It's almost shocking how hard The Batman works to avoid providing the things audiences have come to expect from superhero movies. Whereas the Marvel pictures are full of action, humor, and fan service, director Matt Reeves has made one that's dour, light on action, and purposefully not fun. Watching it, I was reminded of David Fincher's Se7en, due to the gloomy, oppressive vibe it radiates. This isn't to say the film is bad. There's much to admire, despite a few significant flaws. You just have to be aware of what you're walking into.
The plot is kind of similar to Se7en, too.

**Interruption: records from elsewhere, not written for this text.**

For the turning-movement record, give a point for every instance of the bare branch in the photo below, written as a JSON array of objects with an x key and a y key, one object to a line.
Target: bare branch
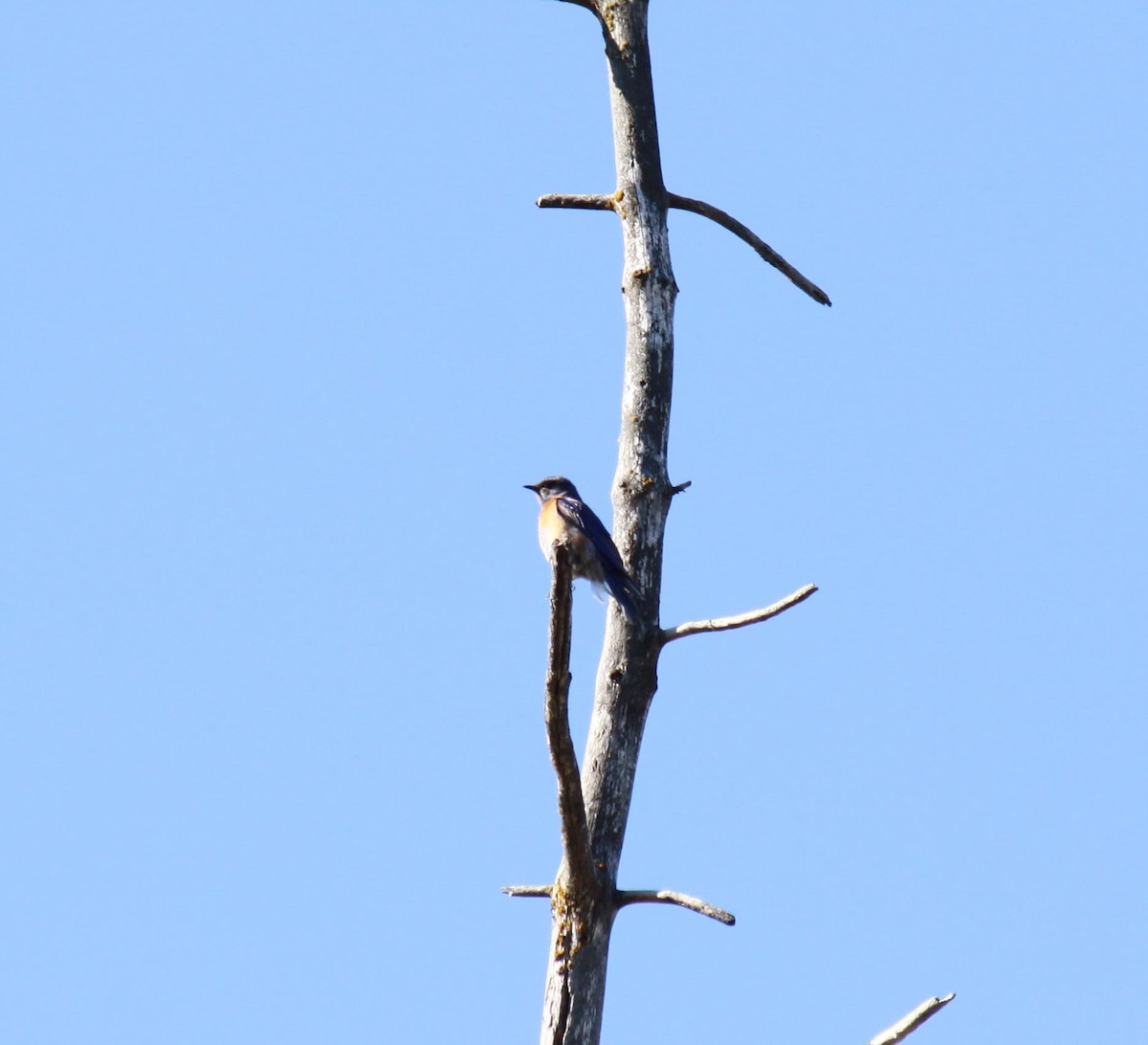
[
  {"x": 726, "y": 624},
  {"x": 575, "y": 201},
  {"x": 767, "y": 253},
  {"x": 571, "y": 804},
  {"x": 625, "y": 897},
  {"x": 528, "y": 890},
  {"x": 589, "y": 5},
  {"x": 904, "y": 1027}
]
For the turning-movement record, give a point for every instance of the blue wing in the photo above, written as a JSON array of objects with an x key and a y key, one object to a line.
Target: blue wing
[{"x": 615, "y": 578}]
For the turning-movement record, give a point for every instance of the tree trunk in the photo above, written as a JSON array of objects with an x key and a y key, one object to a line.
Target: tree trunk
[{"x": 627, "y": 675}]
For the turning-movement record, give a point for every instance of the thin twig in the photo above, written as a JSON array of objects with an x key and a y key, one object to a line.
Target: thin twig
[
  {"x": 904, "y": 1027},
  {"x": 767, "y": 253},
  {"x": 586, "y": 4},
  {"x": 625, "y": 897},
  {"x": 575, "y": 201},
  {"x": 724, "y": 624},
  {"x": 571, "y": 804},
  {"x": 528, "y": 890}
]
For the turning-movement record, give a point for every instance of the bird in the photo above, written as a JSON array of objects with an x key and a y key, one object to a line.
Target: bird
[{"x": 565, "y": 518}]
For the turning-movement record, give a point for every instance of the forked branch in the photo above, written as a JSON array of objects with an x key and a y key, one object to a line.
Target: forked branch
[
  {"x": 529, "y": 890},
  {"x": 767, "y": 253},
  {"x": 904, "y": 1027},
  {"x": 625, "y": 897},
  {"x": 726, "y": 624}
]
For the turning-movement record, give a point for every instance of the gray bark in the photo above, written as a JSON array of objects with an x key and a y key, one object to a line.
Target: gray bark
[
  {"x": 585, "y": 896},
  {"x": 584, "y": 912}
]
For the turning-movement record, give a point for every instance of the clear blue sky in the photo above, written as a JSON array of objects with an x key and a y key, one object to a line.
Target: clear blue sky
[{"x": 285, "y": 334}]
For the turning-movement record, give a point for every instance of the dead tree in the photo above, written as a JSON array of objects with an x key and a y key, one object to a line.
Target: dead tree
[{"x": 594, "y": 804}]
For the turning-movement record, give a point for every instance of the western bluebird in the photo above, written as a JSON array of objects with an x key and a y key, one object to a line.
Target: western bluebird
[{"x": 566, "y": 520}]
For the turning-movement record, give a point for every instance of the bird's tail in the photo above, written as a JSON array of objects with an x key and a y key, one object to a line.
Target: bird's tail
[{"x": 625, "y": 591}]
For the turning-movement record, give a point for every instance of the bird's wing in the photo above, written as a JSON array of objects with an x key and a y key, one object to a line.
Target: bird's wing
[{"x": 585, "y": 520}]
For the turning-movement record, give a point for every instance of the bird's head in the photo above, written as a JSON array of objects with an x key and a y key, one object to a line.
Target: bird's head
[{"x": 556, "y": 486}]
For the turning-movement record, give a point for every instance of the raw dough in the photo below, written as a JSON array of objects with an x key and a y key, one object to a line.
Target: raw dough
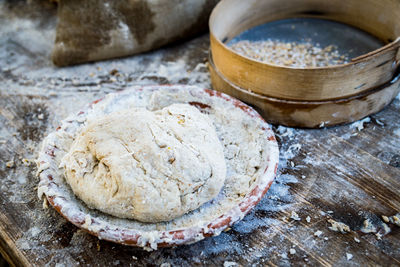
[{"x": 148, "y": 166}]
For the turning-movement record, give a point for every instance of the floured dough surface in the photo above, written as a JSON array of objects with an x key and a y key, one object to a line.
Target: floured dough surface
[{"x": 151, "y": 166}]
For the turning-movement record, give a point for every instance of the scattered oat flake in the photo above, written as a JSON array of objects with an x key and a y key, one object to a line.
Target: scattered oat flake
[
  {"x": 395, "y": 219},
  {"x": 338, "y": 226},
  {"x": 230, "y": 264},
  {"x": 299, "y": 55},
  {"x": 318, "y": 233},
  {"x": 295, "y": 216},
  {"x": 349, "y": 256},
  {"x": 10, "y": 164}
]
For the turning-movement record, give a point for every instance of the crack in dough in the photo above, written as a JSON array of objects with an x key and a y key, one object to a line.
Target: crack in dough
[{"x": 151, "y": 166}]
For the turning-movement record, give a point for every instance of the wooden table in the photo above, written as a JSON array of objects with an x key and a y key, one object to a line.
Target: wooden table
[{"x": 349, "y": 174}]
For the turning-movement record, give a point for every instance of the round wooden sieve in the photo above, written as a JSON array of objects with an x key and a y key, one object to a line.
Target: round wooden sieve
[{"x": 378, "y": 18}]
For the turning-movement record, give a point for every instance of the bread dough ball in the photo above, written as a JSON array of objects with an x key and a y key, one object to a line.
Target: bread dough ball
[{"x": 148, "y": 166}]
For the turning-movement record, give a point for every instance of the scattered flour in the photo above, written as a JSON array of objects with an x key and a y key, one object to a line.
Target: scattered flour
[
  {"x": 359, "y": 125},
  {"x": 338, "y": 226}
]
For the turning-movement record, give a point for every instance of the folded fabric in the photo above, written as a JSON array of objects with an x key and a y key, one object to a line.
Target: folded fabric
[{"x": 93, "y": 30}]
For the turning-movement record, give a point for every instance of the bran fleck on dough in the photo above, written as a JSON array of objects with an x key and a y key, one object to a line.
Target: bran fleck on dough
[{"x": 148, "y": 166}]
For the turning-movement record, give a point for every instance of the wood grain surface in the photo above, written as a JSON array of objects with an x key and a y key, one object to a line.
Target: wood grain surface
[{"x": 349, "y": 174}]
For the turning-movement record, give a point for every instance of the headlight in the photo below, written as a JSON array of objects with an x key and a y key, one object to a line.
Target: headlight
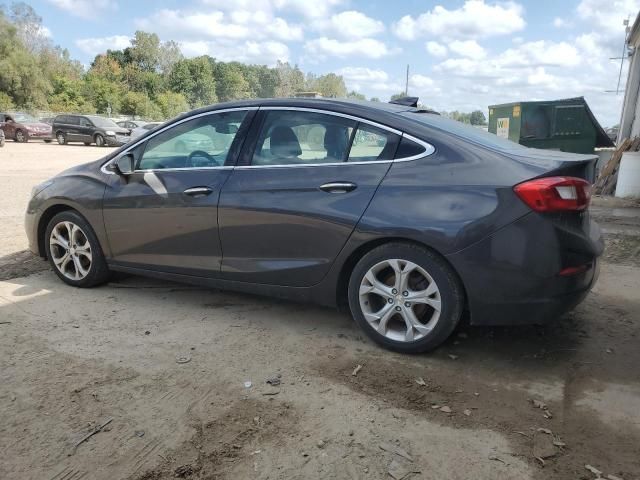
[{"x": 38, "y": 188}]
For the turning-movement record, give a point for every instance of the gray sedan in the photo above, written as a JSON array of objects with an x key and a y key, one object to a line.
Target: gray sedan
[{"x": 409, "y": 220}]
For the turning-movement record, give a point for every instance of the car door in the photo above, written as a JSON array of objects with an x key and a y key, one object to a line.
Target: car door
[
  {"x": 303, "y": 182},
  {"x": 164, "y": 215}
]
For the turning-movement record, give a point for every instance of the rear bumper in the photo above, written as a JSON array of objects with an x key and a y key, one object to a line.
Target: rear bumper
[{"x": 512, "y": 277}]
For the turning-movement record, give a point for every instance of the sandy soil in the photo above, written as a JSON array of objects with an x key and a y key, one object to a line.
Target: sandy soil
[{"x": 169, "y": 364}]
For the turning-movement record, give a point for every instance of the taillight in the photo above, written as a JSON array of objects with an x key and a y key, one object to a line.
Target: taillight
[{"x": 555, "y": 194}]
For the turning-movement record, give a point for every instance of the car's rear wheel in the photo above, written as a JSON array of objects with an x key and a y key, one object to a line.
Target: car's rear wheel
[
  {"x": 405, "y": 297},
  {"x": 74, "y": 251},
  {"x": 21, "y": 136}
]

A psychopath – in this case, the Riddler (Paul Dano) – is brutally killing high-ranking Gotham officials, exposing their hidden corruption in the process. His first victim is the mayor. That immediately spurs Lt. Jim Gordon (Jeffrey Wright) to call in Batman (Robert Pattinson). They put together clues left behind by the Riddler, most of which point in the general direction of local mob boss Carmine Falcone (John Turturro). The investigation is complicated by Selina Kyle (Zoe Kravitz), a cat burglar seeking answers from Falcone about a friend who went missing.

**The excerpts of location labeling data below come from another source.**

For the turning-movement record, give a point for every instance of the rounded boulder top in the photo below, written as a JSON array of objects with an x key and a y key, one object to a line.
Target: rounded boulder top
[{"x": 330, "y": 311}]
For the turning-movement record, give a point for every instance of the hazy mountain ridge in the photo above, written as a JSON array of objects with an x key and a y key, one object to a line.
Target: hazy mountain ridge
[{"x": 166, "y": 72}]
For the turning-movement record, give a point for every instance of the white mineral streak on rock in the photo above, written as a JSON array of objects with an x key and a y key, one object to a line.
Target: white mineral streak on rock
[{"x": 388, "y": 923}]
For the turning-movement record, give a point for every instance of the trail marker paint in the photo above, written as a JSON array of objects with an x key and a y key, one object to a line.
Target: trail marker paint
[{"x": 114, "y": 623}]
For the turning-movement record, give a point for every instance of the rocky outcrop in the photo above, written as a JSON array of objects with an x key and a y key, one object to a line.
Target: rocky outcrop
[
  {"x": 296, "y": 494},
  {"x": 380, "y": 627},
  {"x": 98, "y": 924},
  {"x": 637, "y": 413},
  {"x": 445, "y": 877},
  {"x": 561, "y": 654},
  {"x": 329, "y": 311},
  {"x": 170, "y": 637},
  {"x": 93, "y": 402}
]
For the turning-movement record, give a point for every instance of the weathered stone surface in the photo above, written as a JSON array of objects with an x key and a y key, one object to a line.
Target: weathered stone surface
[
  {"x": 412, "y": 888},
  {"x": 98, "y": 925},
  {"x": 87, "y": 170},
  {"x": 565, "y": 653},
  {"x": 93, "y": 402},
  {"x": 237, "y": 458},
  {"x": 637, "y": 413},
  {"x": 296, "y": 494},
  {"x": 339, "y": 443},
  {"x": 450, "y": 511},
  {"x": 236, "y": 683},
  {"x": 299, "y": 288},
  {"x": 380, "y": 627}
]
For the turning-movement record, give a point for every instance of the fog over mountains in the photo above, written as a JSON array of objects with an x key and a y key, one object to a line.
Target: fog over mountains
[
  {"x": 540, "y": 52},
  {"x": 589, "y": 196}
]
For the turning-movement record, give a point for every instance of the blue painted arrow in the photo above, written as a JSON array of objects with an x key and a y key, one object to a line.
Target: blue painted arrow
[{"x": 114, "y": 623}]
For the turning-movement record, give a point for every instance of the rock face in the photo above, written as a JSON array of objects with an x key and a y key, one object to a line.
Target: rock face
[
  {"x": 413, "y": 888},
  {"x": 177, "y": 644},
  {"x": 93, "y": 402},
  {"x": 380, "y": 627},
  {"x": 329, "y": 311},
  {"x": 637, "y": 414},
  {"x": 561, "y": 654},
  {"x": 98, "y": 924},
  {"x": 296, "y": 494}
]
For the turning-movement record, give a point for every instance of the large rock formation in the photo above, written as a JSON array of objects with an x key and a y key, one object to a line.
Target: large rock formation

Whereas most superhero movies are action-packed, The Batman focuses more on the Dark Knight following the Riddler's trail. Aside from a couple small fights and a car chase, the action is saved for the final twenty minutes. The film doesn't look like others in the genre, either. Even by Batman standards it's dark. Basically, the only colors here are black, brown, and deep red. At times, seeing the image onscreen is difficult because it's intentionally so murky.
There is something considerably downbeat about the plot. Reeves plays the whole caped crusader thing as though it's real. Bruce Wayne, for example, is a traumatized malcontent, still grappling with the murder of his parents when he was a child. The Riddler doesn't wear a flamboyant question mark-adorned costume; he sports a bondage-like mask with a pair of eyeglasses over it. His menace is portrayed as being akin to a terrorist, and the last act calls to mind actual tragedies like 9/11 and Hurricane Katrina. This is not Tom Holland's Spider-Man taking on Jake Gyllenhaal's Mysterio. You don't get that sort of larger-than-life sparring between hero and villain.
Does the approach work? Yes, but only to a point. There are many good qualities in the film. Pattinson is perfect for Reeves' vision of Batman, making him a bitter, angry vigilante. Dano is genuinely disturbing as Riddler. The actor seems to draw inspiration from real-life serial killers to create a bad guy who's chilling in how much he thrives on aggression. (Dano and Heath Ledger in The Dark Knight are the only two actors to ever portray a Batman villain who had a real-world sense of danger.) A theme of corruption is handled in an interesting way, too, implying that when it spirals out of control, societal destruction may be the only means of resetting things.
Other factors are much less successful. At nearly three hours, The Batman is way too long, especially given the relentlessly downbeat mood and dreary cinematography. When tragedy strikes during the last act, it almost feels depressing. Selina Kyle isn't really necessary to the story, either. Kravitz is always a welcome presence onscreen, but her character just elongates an already-long story. If Reeves (War for the Planet of the Apes) wanted to make the ultimate “dark Batman” movie, he succeeded. He also lost his pacing to an extent.
Given that some of us are experiencing superhero movie fatigue, there is something slightly refreshing about The Batman's efforts to go in a completely different direction. Matt Reeves has a strong artistic vision that's worth seeing for fans of the Dark Knight. The movie is not a home run, though. It's an ambitious and serious, yet slightly unsatisfying comic book adventure.
out of four
The Batman is rated PG-13 for strong violent and disturbing content, drug content, strong language, and some suggestive material. The running time is 2 hours and 55 minutes.